Gloria taught me to pray when I was three years old. She knelt beside me, showed me how to press my palms together under my chin like a cherub. Church was her thing, not my father’s. There is a certain type of Christian woman who can’t resist a godless man, keeping his soul safe on her knees. Sometimes I wish I were like her, born to save a man; then I could follow my mother’s bread crumb trail.
“Now I lay me down to sleep.” Gloria almost sang the words, and I repeated, a little baby echo, eyes screwed tight. Before “Amen,” I opened my eyes and asked her to explain “I pray the Lord my soul to take.” She said that it was up to God to see if you got to wake up the next morning, to decide if you’re afforded another day. If you died in the night, you asked to go with Him back up to heaven. Or at least this is how I took it. Stricken, I lay in my canopy bed, afraid to even blink my eyes for fear of falling into an eternal sleep.
Every night, she put me to bed this way, the two of us chanting. As she knelt beside me, I prayed the way she expected, but when Gloria had gone, I recanted, negotiating to keep my soul for myself.
Somewhere it is written that your sins fall on your parents, mostly on your mother, until you’re twelve years old. After that, your trespasses are on your own scorecard. Once I had a choice in the matter, I seldom accompanied my mother to services, preferring the easy company of my father. But always, I say my prayers.
When I lived alone, I spoke the prayers aloud, but now that Andre shares my bedroom, I move my lips around the words, but I don’t give them air. I pray for Roy. I ask for his safety.
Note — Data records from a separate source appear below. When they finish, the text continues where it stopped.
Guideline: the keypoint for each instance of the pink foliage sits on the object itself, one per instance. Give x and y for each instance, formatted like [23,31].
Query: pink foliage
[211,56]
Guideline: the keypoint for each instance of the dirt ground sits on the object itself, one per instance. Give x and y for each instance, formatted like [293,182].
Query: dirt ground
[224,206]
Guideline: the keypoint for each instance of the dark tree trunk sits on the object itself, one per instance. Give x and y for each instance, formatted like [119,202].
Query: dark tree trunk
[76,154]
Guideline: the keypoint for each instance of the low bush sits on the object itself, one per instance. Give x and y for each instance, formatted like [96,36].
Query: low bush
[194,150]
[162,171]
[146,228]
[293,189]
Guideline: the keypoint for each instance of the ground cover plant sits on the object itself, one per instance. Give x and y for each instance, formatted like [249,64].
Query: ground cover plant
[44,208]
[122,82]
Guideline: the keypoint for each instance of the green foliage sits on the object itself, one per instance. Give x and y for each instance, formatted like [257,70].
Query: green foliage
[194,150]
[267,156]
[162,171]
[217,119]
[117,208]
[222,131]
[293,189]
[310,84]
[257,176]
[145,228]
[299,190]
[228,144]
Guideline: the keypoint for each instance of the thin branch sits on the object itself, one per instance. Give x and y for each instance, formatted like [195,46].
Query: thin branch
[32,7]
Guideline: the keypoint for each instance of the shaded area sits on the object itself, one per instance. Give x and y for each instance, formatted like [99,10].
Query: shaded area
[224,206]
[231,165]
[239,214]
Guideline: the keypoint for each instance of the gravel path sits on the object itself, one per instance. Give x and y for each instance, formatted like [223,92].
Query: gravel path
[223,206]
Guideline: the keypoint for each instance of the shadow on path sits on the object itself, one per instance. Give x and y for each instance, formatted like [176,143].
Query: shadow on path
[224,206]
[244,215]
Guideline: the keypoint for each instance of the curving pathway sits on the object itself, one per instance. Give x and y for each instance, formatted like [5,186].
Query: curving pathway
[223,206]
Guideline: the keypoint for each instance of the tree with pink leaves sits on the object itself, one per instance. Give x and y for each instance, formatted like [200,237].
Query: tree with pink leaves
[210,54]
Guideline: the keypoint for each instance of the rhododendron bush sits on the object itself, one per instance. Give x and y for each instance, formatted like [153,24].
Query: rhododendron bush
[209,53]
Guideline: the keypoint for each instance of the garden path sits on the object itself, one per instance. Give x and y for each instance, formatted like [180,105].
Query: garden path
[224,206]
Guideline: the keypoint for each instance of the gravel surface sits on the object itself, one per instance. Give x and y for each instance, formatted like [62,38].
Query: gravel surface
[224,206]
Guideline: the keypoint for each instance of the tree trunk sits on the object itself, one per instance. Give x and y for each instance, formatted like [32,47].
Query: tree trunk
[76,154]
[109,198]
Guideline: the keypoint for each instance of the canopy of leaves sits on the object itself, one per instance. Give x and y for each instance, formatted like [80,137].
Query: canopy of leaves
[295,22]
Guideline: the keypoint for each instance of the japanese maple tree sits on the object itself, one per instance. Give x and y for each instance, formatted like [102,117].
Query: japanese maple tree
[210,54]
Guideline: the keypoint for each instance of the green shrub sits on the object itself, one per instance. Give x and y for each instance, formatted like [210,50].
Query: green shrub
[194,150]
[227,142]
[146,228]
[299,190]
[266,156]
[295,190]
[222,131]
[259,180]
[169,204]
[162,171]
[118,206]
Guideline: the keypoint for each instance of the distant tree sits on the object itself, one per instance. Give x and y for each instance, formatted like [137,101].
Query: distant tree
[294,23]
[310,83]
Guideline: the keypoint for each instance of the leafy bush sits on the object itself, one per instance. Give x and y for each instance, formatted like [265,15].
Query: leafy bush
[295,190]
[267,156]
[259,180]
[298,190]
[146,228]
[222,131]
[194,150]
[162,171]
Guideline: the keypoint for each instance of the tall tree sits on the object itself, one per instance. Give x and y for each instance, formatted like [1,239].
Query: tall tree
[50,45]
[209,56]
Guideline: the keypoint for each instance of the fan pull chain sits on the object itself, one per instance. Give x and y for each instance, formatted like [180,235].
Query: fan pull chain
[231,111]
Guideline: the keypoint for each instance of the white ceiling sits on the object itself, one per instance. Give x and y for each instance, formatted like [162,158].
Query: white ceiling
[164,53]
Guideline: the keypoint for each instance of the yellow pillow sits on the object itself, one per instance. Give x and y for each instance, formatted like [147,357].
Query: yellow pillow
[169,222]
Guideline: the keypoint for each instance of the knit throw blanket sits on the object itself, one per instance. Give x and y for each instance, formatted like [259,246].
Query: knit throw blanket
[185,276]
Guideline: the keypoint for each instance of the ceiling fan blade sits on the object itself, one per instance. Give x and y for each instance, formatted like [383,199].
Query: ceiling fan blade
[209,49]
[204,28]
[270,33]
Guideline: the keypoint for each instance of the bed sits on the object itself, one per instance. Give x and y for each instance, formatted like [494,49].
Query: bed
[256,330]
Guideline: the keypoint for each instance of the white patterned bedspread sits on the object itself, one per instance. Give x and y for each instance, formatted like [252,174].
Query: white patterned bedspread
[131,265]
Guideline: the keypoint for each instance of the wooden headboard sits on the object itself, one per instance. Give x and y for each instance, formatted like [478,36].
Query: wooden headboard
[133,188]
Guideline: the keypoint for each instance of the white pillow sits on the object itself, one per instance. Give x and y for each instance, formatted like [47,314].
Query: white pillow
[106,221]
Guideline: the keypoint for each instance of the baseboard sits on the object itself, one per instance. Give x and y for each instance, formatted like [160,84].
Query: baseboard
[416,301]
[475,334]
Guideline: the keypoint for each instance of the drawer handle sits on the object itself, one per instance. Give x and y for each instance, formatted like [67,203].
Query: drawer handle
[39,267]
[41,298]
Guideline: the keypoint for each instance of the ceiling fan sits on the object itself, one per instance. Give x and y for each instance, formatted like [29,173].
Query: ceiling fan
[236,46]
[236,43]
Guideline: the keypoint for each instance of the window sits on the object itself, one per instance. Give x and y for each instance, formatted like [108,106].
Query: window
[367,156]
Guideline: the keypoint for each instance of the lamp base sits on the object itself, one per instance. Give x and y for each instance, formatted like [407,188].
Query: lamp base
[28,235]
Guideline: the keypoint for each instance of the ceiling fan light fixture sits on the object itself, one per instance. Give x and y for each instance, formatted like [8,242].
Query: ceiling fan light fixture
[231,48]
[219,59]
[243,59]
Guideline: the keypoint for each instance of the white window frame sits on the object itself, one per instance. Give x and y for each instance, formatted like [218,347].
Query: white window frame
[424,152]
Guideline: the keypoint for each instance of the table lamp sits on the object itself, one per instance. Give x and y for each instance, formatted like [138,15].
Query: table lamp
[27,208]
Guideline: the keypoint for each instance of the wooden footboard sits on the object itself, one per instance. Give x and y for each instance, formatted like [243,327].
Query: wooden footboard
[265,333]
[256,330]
I ask for his forgiveness, although in the clean light of morning, I know I have done nothing wrong. I also pray for Andre, and I ask him to forgive me for asking for forgiveness. I pray for my father, and I pray that I’ll figure out how to be his daughter again.
My mother taught me that we have no secrets from God. He knows our feelings because He made them. When you confess your sins, He will bless you for your courage. He will bless you for your humility. He blesses you when you’re on your knees.
God must know that in the bottom of my jewelry case, snapped into a felt box, is Roy’s missing tooth. A root woman would know what to do with it; even I, not talented in the unseen, can feel its blazing comet energy in the palm of my hand. But I have no way to harness this power or command it to my will.